Editor’s Viewpoint: Time to Spread the Cheer-Despite the Budget!
By Peter Adams, Editor, CLH News.
A tweet we put up this week broke records for us in the number of views!
Not earth-shattering news, I’ll grant you, but this week CLH News achieved something of a record—several thousand views on a single tweet. No prizes for guessing the subject matter.
Yes, it was the Budget. Or more precisely, the extraordinary doublespeak that followed it.
We’ve all witnessed the platitudes, the carefully crafted spin from government spokespersons attempting to paint last week’s fiscal announcements in the most favourable light possible.
One had the brazen audacity to call it “a budget for business,” trumpeting a support package that caps “most increases” to just 15% next year. Yes, they actually said that. With a straight face, one presumes.
My response was measured, calm, (as you would expect) and backed by evidence.
I pointed to the researched articles—not from partisan voices, but from hospitality and licensed on-trade organisations, world-leading accountants, and world-leading property specialists who had drilled down, point by point, to reveal precisely how much operators will see their business rates bills rise.
I politely suggested a little research might be in order before toeing the party line and trotting out pre-prepared talking points.
Suffice to say, I never received a response, and the silence, as they say, speaks volumes.
But “Here’s the Thing”
We are now approaching the sector’s busiest, most crucial time of year. Despite the catastrophic Budget, despite the tone-deaf politicians attempting to spin straw into gold, it is time for our sector to do what it does best.
Hospitality operators are masters of creating magic when it matters most.
Throughout December, they transform their venues into festive wonderlands—investing in décor, crafting unique experiences, offering flexible bookings, and delivering exceptional customer care. They create warm, welcoming environments where the public can escape their worries, share a meal, raise a glass, and simply breathe.
But let’s not romanticise it too much. This magic comes at a cost—and I don’t just mean the financial one, though that’s considerable.
The real pressure falls on the people behind the scenes. Staff face relentless demands during the year’s most hectic period, and good operators know they must balance guest happiness with staff wellbeing.
Adequate staffing levels, flexible schedules, and genuine support resources aren’t luxuries; they’re necessities if we’re to get through this season intact.

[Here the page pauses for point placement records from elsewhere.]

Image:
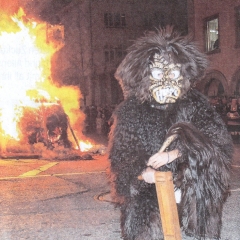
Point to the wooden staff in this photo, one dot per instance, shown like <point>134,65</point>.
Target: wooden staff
<point>166,199</point>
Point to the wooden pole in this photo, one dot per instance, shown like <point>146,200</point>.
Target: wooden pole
<point>166,199</point>
<point>167,205</point>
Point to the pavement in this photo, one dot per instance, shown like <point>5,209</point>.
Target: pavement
<point>231,211</point>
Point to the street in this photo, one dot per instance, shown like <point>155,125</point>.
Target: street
<point>61,200</point>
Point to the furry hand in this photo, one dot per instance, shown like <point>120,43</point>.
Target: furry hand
<point>148,175</point>
<point>161,158</point>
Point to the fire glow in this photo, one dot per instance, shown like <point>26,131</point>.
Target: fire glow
<point>25,77</point>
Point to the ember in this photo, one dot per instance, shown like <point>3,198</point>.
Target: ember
<point>37,118</point>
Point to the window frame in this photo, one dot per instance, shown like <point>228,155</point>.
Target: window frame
<point>115,20</point>
<point>237,26</point>
<point>206,36</point>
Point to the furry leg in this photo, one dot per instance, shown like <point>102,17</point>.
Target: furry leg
<point>140,219</point>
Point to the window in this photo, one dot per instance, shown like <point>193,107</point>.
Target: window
<point>115,20</point>
<point>113,54</point>
<point>237,9</point>
<point>212,34</point>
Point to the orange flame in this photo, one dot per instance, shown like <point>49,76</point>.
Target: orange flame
<point>25,75</point>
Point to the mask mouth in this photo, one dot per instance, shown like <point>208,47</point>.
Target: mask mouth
<point>165,94</point>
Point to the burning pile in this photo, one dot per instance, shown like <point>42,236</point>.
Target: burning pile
<point>37,118</point>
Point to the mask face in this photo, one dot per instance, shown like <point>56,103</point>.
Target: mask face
<point>166,80</point>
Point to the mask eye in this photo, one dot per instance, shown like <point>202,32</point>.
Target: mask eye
<point>174,74</point>
<point>157,73</point>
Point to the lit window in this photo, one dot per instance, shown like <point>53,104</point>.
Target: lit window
<point>237,26</point>
<point>115,20</point>
<point>212,34</point>
<point>114,54</point>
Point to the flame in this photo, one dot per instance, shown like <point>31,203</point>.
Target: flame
<point>85,146</point>
<point>25,75</point>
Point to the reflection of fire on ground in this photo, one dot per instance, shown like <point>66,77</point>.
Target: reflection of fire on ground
<point>37,118</point>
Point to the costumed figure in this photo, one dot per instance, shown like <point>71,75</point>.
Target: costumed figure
<point>157,76</point>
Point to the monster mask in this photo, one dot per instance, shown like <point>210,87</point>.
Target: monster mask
<point>166,80</point>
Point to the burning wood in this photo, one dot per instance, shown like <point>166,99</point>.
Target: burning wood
<point>35,114</point>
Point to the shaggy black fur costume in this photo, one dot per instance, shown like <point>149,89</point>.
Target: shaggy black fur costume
<point>139,129</point>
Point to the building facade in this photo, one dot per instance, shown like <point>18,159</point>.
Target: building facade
<point>216,27</point>
<point>97,35</point>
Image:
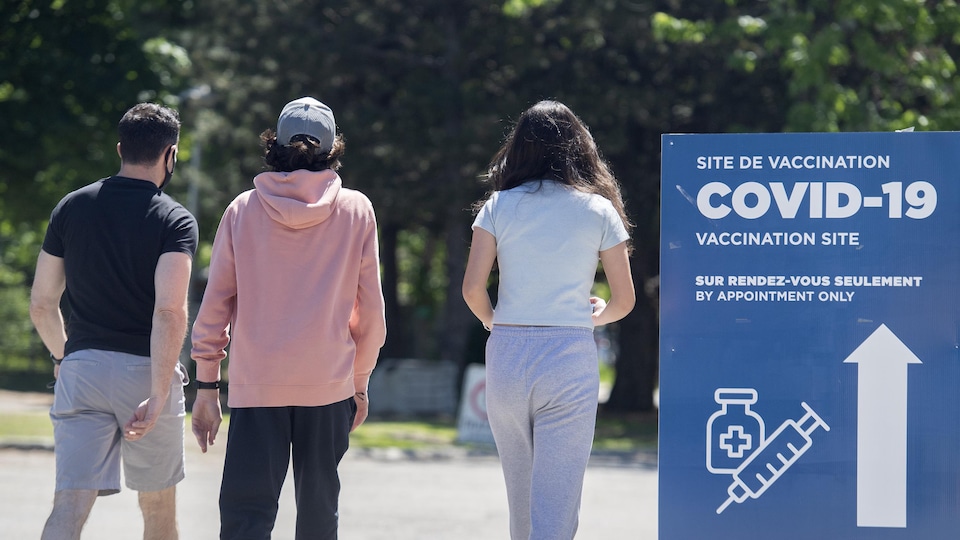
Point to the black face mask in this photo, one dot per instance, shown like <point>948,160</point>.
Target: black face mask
<point>168,174</point>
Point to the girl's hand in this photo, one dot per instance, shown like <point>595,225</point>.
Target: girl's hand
<point>598,305</point>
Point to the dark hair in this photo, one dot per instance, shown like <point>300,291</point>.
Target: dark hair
<point>303,152</point>
<point>145,131</point>
<point>550,142</point>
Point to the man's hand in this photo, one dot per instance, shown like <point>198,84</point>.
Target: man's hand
<point>206,417</point>
<point>363,407</point>
<point>143,419</point>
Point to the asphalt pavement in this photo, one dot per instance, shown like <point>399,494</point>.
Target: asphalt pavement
<point>440,493</point>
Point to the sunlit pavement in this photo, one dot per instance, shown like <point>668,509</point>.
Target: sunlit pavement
<point>388,495</point>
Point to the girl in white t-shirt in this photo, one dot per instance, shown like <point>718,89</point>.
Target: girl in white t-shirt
<point>555,211</point>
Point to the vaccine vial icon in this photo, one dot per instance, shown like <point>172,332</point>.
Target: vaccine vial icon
<point>733,432</point>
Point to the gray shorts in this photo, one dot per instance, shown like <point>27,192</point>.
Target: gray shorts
<point>96,394</point>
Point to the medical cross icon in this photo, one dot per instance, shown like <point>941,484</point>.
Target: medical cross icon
<point>736,442</point>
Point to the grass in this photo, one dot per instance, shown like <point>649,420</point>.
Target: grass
<point>620,433</point>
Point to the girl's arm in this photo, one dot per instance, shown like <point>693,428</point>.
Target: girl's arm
<point>483,252</point>
<point>616,265</point>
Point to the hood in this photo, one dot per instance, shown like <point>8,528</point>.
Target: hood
<point>298,199</point>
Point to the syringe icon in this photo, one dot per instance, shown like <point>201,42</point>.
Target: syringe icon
<point>773,457</point>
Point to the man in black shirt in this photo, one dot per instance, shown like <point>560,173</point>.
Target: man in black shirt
<point>121,251</point>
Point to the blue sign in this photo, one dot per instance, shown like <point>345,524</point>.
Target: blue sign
<point>810,345</point>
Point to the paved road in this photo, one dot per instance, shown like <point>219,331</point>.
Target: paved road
<point>386,495</point>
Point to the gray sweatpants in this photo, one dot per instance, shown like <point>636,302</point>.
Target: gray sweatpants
<point>541,393</point>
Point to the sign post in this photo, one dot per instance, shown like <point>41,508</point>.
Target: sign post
<point>810,336</point>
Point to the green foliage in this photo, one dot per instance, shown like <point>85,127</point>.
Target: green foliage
<point>424,92</point>
<point>20,346</point>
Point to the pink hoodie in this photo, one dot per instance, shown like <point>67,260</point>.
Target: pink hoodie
<point>295,278</point>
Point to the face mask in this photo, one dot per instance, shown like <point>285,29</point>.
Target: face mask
<point>168,174</point>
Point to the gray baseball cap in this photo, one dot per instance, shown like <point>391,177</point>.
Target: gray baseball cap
<point>307,116</point>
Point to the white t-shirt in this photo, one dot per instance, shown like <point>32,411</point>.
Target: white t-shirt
<point>549,238</point>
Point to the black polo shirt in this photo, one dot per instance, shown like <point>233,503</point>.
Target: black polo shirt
<point>110,235</point>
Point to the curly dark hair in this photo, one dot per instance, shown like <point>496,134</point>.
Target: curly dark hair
<point>550,142</point>
<point>303,152</point>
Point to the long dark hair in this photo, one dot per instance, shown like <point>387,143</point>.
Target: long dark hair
<point>549,142</point>
<point>303,152</point>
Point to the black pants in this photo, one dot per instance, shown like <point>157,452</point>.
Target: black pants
<point>257,458</point>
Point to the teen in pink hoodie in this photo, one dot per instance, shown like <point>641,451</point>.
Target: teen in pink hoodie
<point>294,288</point>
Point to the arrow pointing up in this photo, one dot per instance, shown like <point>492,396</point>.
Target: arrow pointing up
<point>882,429</point>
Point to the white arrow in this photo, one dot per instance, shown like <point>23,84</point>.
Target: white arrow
<point>882,429</point>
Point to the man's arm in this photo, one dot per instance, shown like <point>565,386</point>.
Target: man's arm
<point>48,286</point>
<point>172,281</point>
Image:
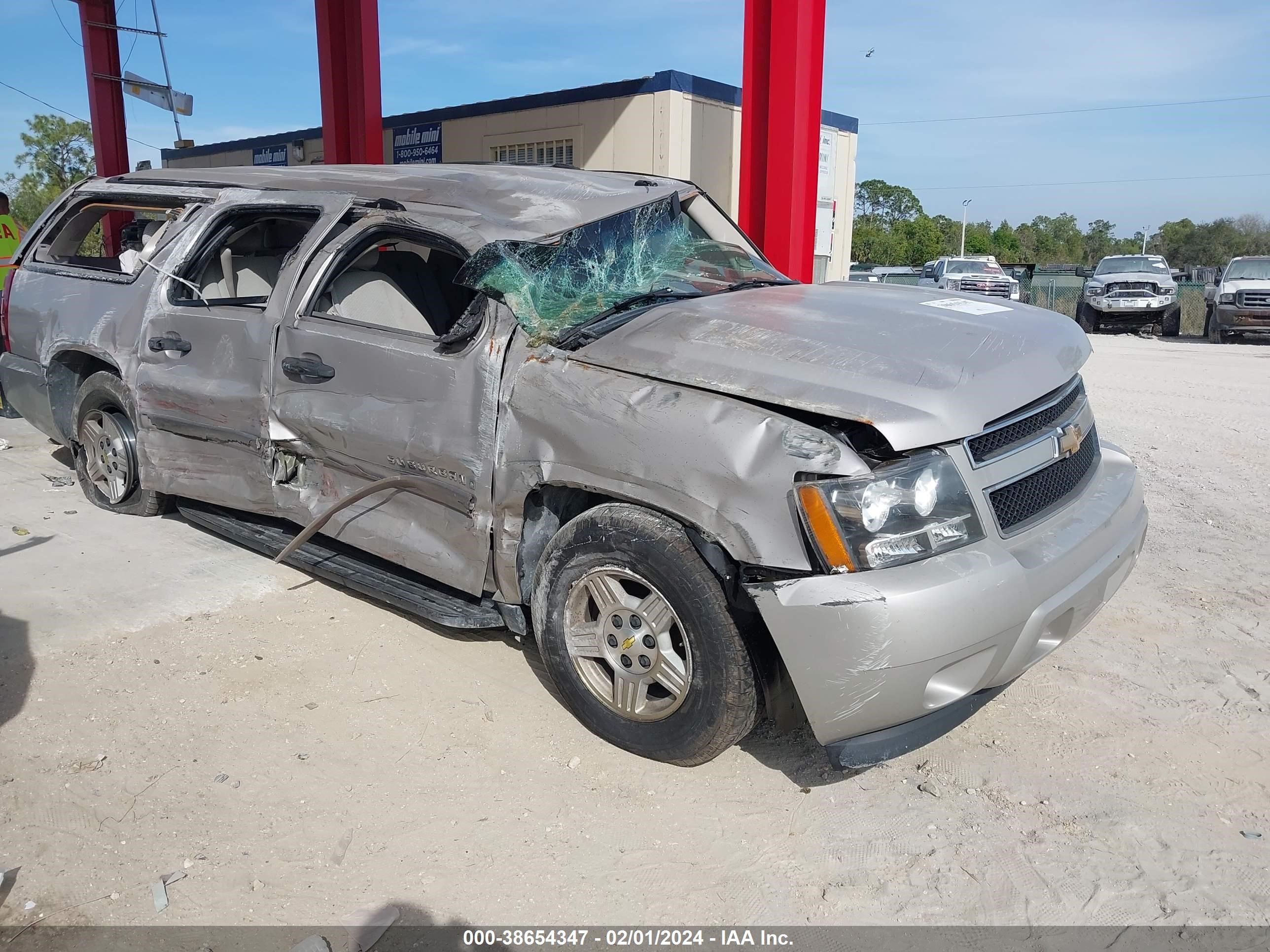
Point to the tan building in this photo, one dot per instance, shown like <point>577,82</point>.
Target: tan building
<point>670,124</point>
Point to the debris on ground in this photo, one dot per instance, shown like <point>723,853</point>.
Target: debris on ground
<point>337,854</point>
<point>160,889</point>
<point>366,924</point>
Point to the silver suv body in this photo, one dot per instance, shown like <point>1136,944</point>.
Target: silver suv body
<point>583,406</point>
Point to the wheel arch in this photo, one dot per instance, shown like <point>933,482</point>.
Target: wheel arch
<point>549,507</point>
<point>68,370</point>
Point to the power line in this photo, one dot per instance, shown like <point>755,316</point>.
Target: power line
<point>67,113</point>
<point>64,26</point>
<point>1068,112</point>
<point>1093,182</point>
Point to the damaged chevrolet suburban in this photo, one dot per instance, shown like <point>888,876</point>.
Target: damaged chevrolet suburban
<point>583,407</point>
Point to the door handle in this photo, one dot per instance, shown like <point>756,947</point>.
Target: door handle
<point>171,343</point>
<point>310,367</point>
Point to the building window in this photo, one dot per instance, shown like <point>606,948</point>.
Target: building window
<point>558,151</point>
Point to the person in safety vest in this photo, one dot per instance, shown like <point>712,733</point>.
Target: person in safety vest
<point>10,233</point>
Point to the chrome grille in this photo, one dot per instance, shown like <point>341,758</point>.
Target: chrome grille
<point>986,286</point>
<point>1034,495</point>
<point>1132,286</point>
<point>995,442</point>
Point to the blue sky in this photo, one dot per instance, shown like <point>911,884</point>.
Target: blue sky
<point>252,69</point>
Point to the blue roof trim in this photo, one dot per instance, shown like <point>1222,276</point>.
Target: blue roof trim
<point>657,83</point>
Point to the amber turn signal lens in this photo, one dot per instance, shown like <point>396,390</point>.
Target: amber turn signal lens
<point>823,528</point>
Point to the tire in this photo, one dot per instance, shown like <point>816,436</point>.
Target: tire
<point>106,452</point>
<point>649,558</point>
<point>1086,319</point>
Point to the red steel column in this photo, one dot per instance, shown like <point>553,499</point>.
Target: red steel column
<point>349,67</point>
<point>780,129</point>
<point>105,103</point>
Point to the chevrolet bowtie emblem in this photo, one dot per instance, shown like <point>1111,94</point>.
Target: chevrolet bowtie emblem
<point>1070,440</point>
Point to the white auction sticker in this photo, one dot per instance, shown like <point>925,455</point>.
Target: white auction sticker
<point>960,304</point>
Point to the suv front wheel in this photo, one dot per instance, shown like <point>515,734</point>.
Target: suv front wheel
<point>106,448</point>
<point>635,634</point>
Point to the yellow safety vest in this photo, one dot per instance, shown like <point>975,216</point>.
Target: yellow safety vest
<point>9,237</point>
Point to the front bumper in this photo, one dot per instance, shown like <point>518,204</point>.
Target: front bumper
<point>1244,319</point>
<point>868,651</point>
<point>1142,310</point>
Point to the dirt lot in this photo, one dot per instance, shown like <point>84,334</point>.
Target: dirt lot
<point>369,759</point>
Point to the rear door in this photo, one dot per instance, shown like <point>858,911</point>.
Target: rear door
<point>208,337</point>
<point>371,393</point>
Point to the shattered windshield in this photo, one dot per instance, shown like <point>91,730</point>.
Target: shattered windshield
<point>1249,270</point>
<point>1132,265</point>
<point>973,268</point>
<point>638,257</point>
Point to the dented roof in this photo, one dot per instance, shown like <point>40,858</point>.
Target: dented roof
<point>494,201</point>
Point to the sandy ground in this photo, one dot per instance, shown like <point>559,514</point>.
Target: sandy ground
<point>369,759</point>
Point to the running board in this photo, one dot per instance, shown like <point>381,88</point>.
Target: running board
<point>349,567</point>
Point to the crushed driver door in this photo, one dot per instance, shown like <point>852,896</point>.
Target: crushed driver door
<point>204,358</point>
<point>360,398</point>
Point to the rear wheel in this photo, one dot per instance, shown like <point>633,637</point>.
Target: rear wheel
<point>106,448</point>
<point>636,635</point>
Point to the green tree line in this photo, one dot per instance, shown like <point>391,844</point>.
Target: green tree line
<point>891,228</point>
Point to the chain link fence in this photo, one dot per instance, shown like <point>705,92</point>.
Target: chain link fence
<point>1061,292</point>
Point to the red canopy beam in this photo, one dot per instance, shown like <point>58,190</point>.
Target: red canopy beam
<point>105,103</point>
<point>349,67</point>
<point>780,129</point>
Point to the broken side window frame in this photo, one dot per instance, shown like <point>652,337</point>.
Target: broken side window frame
<point>371,232</point>
<point>216,233</point>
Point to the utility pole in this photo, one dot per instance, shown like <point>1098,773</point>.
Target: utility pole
<point>167,75</point>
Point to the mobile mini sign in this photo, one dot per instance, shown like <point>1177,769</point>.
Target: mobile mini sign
<point>270,155</point>
<point>417,144</point>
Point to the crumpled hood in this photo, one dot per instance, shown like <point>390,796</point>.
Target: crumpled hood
<point>1231,287</point>
<point>1123,277</point>
<point>878,353</point>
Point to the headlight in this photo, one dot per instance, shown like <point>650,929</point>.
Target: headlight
<point>900,513</point>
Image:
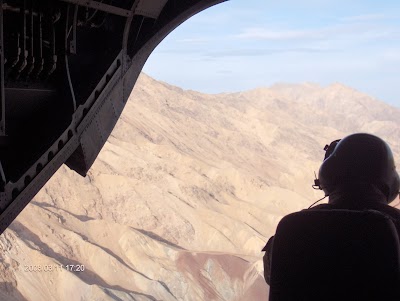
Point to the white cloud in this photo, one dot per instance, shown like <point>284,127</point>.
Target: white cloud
<point>365,18</point>
<point>269,34</point>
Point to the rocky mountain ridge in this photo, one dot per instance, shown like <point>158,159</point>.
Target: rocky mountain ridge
<point>183,196</point>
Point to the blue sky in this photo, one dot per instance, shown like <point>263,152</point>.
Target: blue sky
<point>240,45</point>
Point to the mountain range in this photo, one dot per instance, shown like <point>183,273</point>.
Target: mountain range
<point>184,195</point>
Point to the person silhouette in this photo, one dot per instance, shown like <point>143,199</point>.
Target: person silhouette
<point>358,173</point>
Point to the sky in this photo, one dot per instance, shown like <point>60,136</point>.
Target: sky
<point>240,45</point>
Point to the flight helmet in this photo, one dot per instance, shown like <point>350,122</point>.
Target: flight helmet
<point>359,158</point>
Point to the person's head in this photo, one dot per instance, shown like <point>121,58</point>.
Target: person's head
<point>359,160</point>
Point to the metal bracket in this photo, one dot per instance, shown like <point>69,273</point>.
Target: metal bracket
<point>103,7</point>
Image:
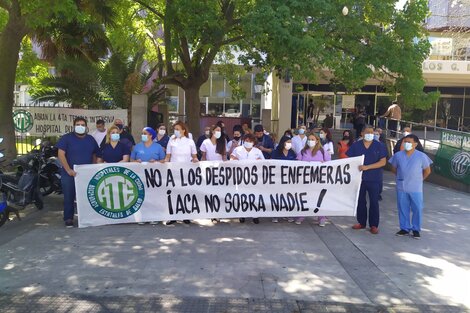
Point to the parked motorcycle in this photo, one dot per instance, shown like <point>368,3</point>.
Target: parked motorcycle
<point>19,190</point>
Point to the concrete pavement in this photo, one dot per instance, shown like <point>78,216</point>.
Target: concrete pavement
<point>232,267</point>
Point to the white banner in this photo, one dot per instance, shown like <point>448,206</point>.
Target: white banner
<point>133,192</point>
<point>37,121</point>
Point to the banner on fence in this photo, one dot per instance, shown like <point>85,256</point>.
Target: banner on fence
<point>453,156</point>
<point>58,121</point>
<point>134,192</point>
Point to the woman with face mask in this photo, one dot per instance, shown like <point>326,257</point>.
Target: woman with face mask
<point>181,149</point>
<point>247,151</point>
<point>162,137</point>
<point>344,144</point>
<point>327,141</point>
<point>283,151</point>
<point>313,152</point>
<point>214,148</point>
<point>147,150</point>
<point>113,151</point>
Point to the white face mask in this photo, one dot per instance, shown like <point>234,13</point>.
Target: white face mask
<point>248,145</point>
<point>79,129</point>
<point>369,137</point>
<point>408,146</point>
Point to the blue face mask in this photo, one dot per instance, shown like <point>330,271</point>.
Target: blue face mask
<point>115,137</point>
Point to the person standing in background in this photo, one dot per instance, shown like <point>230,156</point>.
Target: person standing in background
<point>394,115</point>
<point>100,133</point>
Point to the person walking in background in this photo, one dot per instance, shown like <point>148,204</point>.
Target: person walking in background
<point>100,133</point>
<point>327,141</point>
<point>283,152</point>
<point>200,140</point>
<point>313,152</point>
<point>236,141</point>
<point>214,148</point>
<point>265,143</point>
<point>247,151</point>
<point>399,145</point>
<point>114,151</point>
<point>181,149</point>
<point>394,115</point>
<point>75,148</point>
<point>147,150</point>
<point>162,136</point>
<point>375,158</point>
<point>411,167</point>
<point>344,144</point>
<point>299,140</point>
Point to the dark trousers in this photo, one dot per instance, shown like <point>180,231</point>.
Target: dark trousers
<point>372,189</point>
<point>68,189</point>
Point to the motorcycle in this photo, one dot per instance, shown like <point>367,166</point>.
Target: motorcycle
<point>20,189</point>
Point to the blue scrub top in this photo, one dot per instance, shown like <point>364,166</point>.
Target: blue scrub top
<point>145,154</point>
<point>373,154</point>
<point>410,170</point>
<point>114,155</point>
<point>78,150</point>
<point>280,155</point>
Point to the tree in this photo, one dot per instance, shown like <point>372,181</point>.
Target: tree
<point>35,18</point>
<point>298,36</point>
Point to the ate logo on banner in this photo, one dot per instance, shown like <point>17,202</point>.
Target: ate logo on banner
<point>23,121</point>
<point>116,192</point>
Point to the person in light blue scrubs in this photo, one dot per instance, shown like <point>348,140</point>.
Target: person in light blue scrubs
<point>147,150</point>
<point>411,167</point>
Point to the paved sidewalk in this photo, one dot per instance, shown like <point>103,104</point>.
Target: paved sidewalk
<point>232,267</point>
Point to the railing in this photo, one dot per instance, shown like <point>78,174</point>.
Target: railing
<point>429,135</point>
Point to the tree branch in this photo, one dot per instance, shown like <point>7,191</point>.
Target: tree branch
<point>5,4</point>
<point>151,9</point>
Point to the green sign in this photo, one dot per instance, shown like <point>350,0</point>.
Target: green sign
<point>453,157</point>
<point>23,121</point>
<point>116,192</point>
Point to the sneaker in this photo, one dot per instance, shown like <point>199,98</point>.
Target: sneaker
<point>402,233</point>
<point>358,226</point>
<point>69,223</point>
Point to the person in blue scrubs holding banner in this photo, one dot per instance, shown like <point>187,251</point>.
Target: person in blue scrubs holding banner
<point>412,167</point>
<point>375,158</point>
<point>148,150</point>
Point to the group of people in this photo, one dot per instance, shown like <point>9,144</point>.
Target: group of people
<point>115,145</point>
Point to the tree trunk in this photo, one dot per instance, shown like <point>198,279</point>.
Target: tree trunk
<point>193,110</point>
<point>10,43</point>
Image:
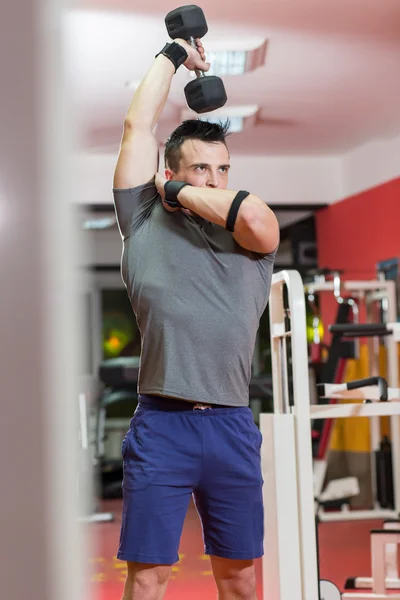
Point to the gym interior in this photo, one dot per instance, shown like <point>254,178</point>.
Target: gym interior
<point>313,92</point>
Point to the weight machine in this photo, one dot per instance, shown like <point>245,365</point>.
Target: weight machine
<point>379,300</point>
<point>290,564</point>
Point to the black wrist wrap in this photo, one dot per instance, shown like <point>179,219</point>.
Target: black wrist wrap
<point>234,209</point>
<point>176,54</point>
<point>172,189</point>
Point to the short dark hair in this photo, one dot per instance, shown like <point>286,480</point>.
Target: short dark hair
<point>193,129</point>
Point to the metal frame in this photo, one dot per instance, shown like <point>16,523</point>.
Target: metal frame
<point>371,291</point>
<point>290,563</point>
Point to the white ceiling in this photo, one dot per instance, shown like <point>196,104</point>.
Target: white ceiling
<point>331,79</point>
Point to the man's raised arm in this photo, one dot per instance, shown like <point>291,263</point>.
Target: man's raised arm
<point>138,155</point>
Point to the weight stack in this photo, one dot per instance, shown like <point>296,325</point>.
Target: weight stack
<point>384,474</point>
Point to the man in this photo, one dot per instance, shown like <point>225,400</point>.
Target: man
<point>197,263</point>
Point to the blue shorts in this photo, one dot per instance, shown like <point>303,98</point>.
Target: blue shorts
<point>171,453</point>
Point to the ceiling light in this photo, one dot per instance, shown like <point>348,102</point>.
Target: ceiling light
<point>103,223</point>
<point>236,61</point>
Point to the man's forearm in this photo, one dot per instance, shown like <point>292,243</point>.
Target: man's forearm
<point>256,227</point>
<point>213,204</point>
<point>151,95</point>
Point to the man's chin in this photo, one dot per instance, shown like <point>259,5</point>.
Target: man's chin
<point>188,212</point>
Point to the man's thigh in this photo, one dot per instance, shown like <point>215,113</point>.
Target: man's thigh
<point>159,477</point>
<point>229,498</point>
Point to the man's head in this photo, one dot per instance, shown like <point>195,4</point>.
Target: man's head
<point>196,152</point>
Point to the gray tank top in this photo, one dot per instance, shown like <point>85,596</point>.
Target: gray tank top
<point>198,297</point>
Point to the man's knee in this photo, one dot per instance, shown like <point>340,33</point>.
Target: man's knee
<point>235,578</point>
<point>146,581</point>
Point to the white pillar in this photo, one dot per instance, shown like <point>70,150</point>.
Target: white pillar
<point>41,553</point>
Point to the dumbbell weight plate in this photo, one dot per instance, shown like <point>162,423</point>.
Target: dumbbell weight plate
<point>328,590</point>
<point>205,94</point>
<point>186,22</point>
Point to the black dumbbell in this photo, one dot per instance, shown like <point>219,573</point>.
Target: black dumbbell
<point>205,93</point>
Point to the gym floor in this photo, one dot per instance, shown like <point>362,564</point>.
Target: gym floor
<point>344,552</point>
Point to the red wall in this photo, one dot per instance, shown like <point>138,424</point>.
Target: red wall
<point>356,233</point>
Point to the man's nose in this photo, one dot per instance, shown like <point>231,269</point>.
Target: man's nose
<point>213,180</point>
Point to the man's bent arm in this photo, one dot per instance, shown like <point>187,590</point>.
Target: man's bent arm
<point>256,228</point>
<point>138,156</point>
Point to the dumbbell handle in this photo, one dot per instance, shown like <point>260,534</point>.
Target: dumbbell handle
<point>199,73</point>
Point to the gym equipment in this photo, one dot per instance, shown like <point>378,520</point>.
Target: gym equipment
<point>116,406</point>
<point>205,93</point>
<point>290,563</point>
<point>387,571</point>
<point>379,299</point>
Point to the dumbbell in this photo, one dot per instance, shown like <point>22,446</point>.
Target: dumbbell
<point>205,93</point>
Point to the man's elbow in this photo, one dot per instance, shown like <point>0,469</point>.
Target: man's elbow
<point>262,226</point>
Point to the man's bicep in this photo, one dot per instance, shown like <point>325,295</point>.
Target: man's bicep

I remember running my own bar restaurant back in the 1980s and early 90s. Times were turbulent then too—high unemployment, punishing interest rates, economic uncertainty at every turn.
But come December, the parties began. And they continued, week after week, right through the month. People needed that escape, that moment of joy, perhaps more than ever, and I needed the revenue to sustain me through the quite post Festive period.
Despite the doom and gloom, despite budgets that seem designed to punish rather than support, it’s time to do what this sector has always done: spread some Christmas cheer.
Not because the challenges aren’t real—they are. Not because the government’s policies aren’t damaging—they are. But because our industry has always understood something fundamental: people need hospitality. They need warmth, welcome, and a place to celebrate life’s moments, big and small.
So, to every operator reading this: good luck. Take care of your teams, take care of yourselves, and let’s show them what this industry is truly made of.
And to those government spokespersons still peddling their spin? Feel free to respond any time!